Figure 4 : Schéma de principe d’un MALDI-TOF en mode réflectron [33].

Typiquement, l’échantillon est dissous dans une solution puis la matrice est ajoutée. Elle consiste en un petit composé organique comme l’acide sinapinique (SA), l’acide α-cyano-4-hydroxy cinnamique (CHCA)… Ces deux solutions peuvent être mixées avant dépôt ou déposées successivement sur une cible métallique et laissées à sécher. Après cristallisation, la cible est placée dans le spectromètre de masse. En général, le rapport molaire matrice/biomolécule est supérieur à 1 000, ce en fonction de la masse de la biomolécule. La matrice SA est plus utilisée pour la détection des larges protéines et polypeptides, alors que la CHCA est au contraire utilisée pour la détection des peptides. Grâce au développement de l’extraction pulsée retardée, la résolution d’un MALDI-TOF linéaire peut atteindre 2 000. La résolution d’un MALDI-TOF réflectron peut, elle, atteindre 10 000 voire 20 000. Cependant il est difficile d’appliquer une détection réflectron pour des molécules de rapport m/z supérieur à 20 000Th.

Les avantages du MALDI-TOF incluent :

• la rapidité d’analyse : les lasers de fréquence 200Hz permettent de réaliser un spectre MS en quelques secondes (5 à 10 selon le nombre de tirs accumulés),

• sa gamme de masse théorique non limitée, s’étendant de peptides courts à de très grosses protéines (>100 000Da),

• des spectres de masse simples : la plupart des ions peptidiques détectés sont monochargés et seul un faible pourcentage est doublement chargé. Quelquefois, des ions trichargés sont observés,

• la possibilité de réaliser de l’imagerie moléculaire sur des tissus et donc de l’imagerie protéomique puisqu’on peut focaliser le rayonnement laser sur un très petit spot (moins de 10µm) selon la lentille de convergence utilisée et la divergence du laser [34],

• sa haute sensibilité : quelques attomoles pour des peptides courts.

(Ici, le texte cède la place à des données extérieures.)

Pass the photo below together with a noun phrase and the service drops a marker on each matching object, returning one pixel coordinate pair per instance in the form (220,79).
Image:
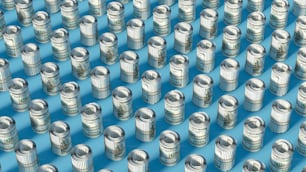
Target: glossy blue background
(8,160)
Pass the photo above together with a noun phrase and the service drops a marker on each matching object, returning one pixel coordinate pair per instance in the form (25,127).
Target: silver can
(138,161)
(229,74)
(255,59)
(13,40)
(198,129)
(281,156)
(205,60)
(31,59)
(135,29)
(115,17)
(169,147)
(256,27)
(202,90)
(183,37)
(208,23)
(8,133)
(39,116)
(280,43)
(162,20)
(157,52)
(60,138)
(82,158)
(145,124)
(114,143)
(225,152)
(179,71)
(60,44)
(151,86)
(20,94)
(70,98)
(231,41)
(253,133)
(254,94)
(280,77)
(50,77)
(174,108)
(227,111)
(122,103)
(100,82)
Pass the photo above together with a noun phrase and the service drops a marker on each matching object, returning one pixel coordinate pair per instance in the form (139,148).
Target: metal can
(183,37)
(231,41)
(279,45)
(8,133)
(225,152)
(157,52)
(174,112)
(60,138)
(70,98)
(202,90)
(20,94)
(114,143)
(280,77)
(229,74)
(145,124)
(169,147)
(122,103)
(198,129)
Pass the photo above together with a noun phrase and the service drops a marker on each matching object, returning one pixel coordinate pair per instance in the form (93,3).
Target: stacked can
(145,124)
(208,23)
(135,29)
(280,77)
(225,152)
(100,82)
(122,103)
(50,77)
(89,30)
(162,20)
(20,94)
(31,59)
(82,158)
(198,129)
(229,74)
(92,120)
(280,116)
(254,94)
(129,66)
(138,161)
(5,74)
(183,37)
(114,143)
(39,116)
(169,147)
(256,27)
(202,90)
(115,17)
(60,44)
(70,98)
(281,156)
(60,138)
(8,133)
(279,14)
(151,86)
(157,52)
(26,155)
(13,40)
(279,45)
(108,48)
(70,14)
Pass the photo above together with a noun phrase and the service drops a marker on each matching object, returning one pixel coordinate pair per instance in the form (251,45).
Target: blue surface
(8,160)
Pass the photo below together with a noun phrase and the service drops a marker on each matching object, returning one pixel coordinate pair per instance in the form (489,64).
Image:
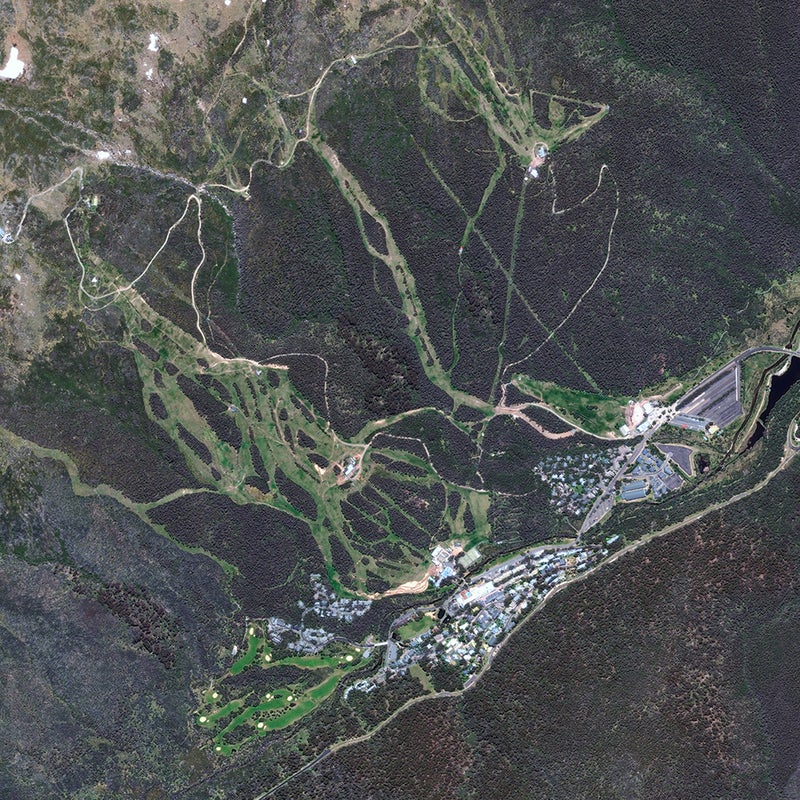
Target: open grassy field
(592,412)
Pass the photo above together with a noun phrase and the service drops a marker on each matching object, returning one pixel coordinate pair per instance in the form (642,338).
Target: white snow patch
(14,67)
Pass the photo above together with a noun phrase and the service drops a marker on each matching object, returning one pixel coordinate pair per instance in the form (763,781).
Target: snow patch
(14,67)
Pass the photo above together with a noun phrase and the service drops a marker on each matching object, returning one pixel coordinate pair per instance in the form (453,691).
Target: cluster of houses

• une faible reproductibilité due à la difficulté de contrôler le processus de cristallisation et la production d’ions (qui dépend de la fluence du laser, i.e. l’énergie reçue par unité de surface),

• une résolution faible pour les très grosses molécules due à la large distribution d’énergie cinétique des biomolécules pendant la désorption, à la formation éventuelle d’adduits de matrice et à la fragmentation métastable des molécules. Ceci est un inconvénient majeur pour l’identification directe de larges protéines,

• les ions de matrices interfèrent dans les basses masses et empêchent la détection de petites molécules. L’ionisation directe sur silice ou sur métal a été développée pour réduire ce problème [35, 36].

Cependant l’ionisation en mode MALDI reste un outil de choix pour la recherche rapide de biomarqueurs, notamment pour l’imagerie des larges biomolécules sans marquage préalable [37].